The police department also cut its next five upcoming academy classes for new recruits, and the fire department reduced staffing at some firehouses.

The cuts, announced five months after the mayor and Council had committed to a budget for the year, are widely unpopular with New Yorkers, with 83% of voters saying they are concerned the reduced spending will impact their own lives, according to a new Quinnipiac poll. Just 22% of New Yorkers said they approved of Adams’ handling of the budget while 66% said they disapproved.    

After months of lobbying the Biden administration for more support, Adams this week conceded that no further help is expected from Washington any time soon, saying that he shares New Yorkers’ anger with the federal government. 
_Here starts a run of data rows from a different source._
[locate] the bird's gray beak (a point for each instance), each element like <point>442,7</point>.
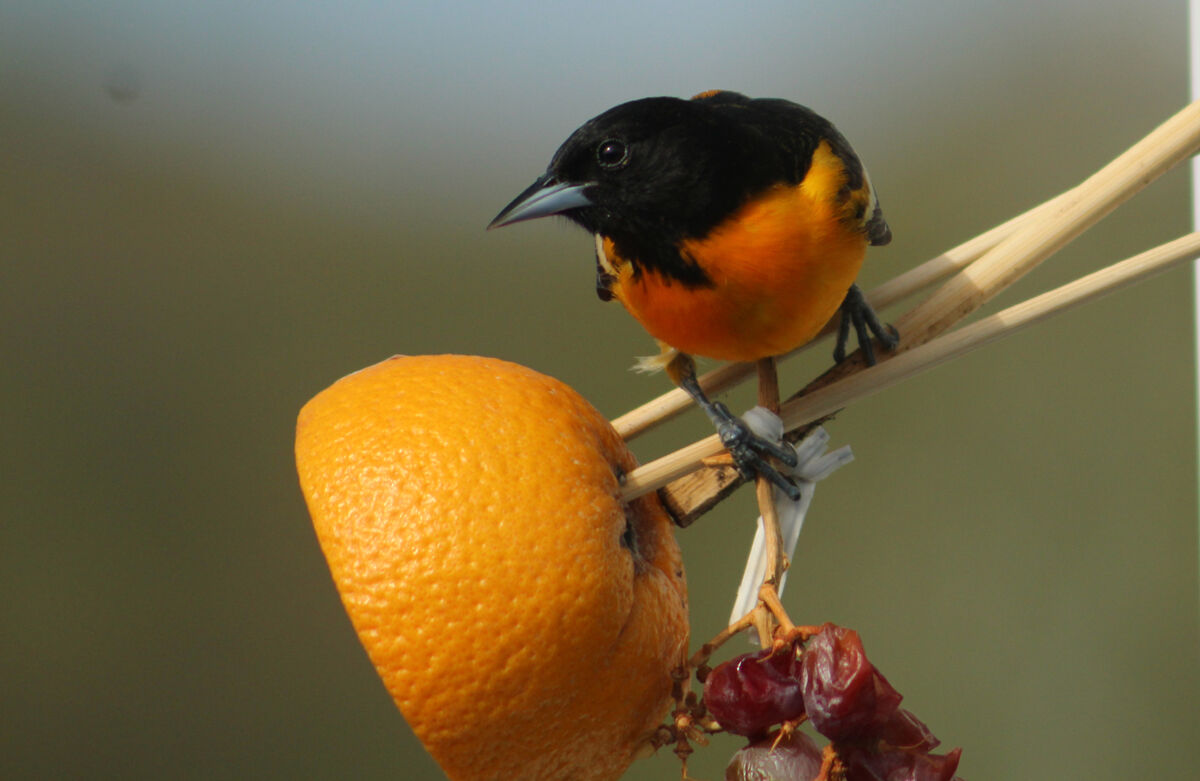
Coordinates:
<point>543,198</point>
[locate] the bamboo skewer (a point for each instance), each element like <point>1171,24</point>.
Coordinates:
<point>671,403</point>
<point>1015,247</point>
<point>870,380</point>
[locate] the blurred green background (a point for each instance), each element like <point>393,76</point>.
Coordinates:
<point>213,210</point>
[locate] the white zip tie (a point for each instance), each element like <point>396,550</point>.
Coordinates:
<point>813,464</point>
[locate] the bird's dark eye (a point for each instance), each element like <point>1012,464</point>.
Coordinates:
<point>612,154</point>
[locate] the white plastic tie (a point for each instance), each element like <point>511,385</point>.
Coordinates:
<point>813,466</point>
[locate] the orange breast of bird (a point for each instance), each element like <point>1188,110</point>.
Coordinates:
<point>780,268</point>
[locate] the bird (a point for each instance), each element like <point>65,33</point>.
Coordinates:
<point>730,227</point>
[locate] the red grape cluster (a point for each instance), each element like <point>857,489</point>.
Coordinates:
<point>829,682</point>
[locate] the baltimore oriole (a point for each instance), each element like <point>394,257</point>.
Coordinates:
<point>730,227</point>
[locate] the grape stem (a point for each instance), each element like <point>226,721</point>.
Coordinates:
<point>769,612</point>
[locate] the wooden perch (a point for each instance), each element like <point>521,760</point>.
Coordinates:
<point>1005,254</point>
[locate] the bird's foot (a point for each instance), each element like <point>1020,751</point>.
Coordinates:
<point>753,454</point>
<point>857,312</point>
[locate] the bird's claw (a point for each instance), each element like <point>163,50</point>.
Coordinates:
<point>751,454</point>
<point>857,312</point>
‘Mismanaging this Entire Process’

Many of the cuts affected the most vulnerable New Yorkers, council members said, like the Parks Opportunity Program, or POP. The program – which was funded through the Human Resources Administration to connect New Yorkers to work within the Parks Department – was entirely cut in November’s budget modification.

On Monday, Councilmember Shekar Krishnan, a member of the council’s progressive caucus that held a hearing before the rally protesting the cuts, asked about replacing staff from the POP program who clean most of the city’s parks. Jiha replied that the Parks Department would get funding to hire full-time workers.

Community advocates and members of the Council’s progressive caucus rally outside the Municipal Building against mayor’s proposed budget cuts, Dec. 11, 2023. Credit: Ben Fractenberg/THE CITY

However, a spokesperson for the Parks Department told THE CITY on Monday that they were told they’d receive a budget for around 400 seasonal cleaning and maintenance positions.

Much of the criticism from the city council was about the for-profit contracts paid by the city to care for thousands of asylum seekers. Comptroller Brad Lander last week restricted City Hall from being able to approve some emergency contracts, which Mayor Adams criticized as an unnecessary act of “tying our hands.” 

“This city is mismanaging this entire process and we need to hold them accountable,” Michael Mulgrew, the president of the United Federation of Teachers, said about the city’s spending.

Louisa Chafee, the director of the city’s Independent Budget Office, had a more optimistic look at the city’s financial outlook.

“IBO estimates a budget surplus this year and the budget deficit for 2025 to be notably smaller than OMB’s estimate,” she said during her testimony. But, she continued, “There is more uncertainty, however, around both revenues and expenditures in the later years of the financial plan.”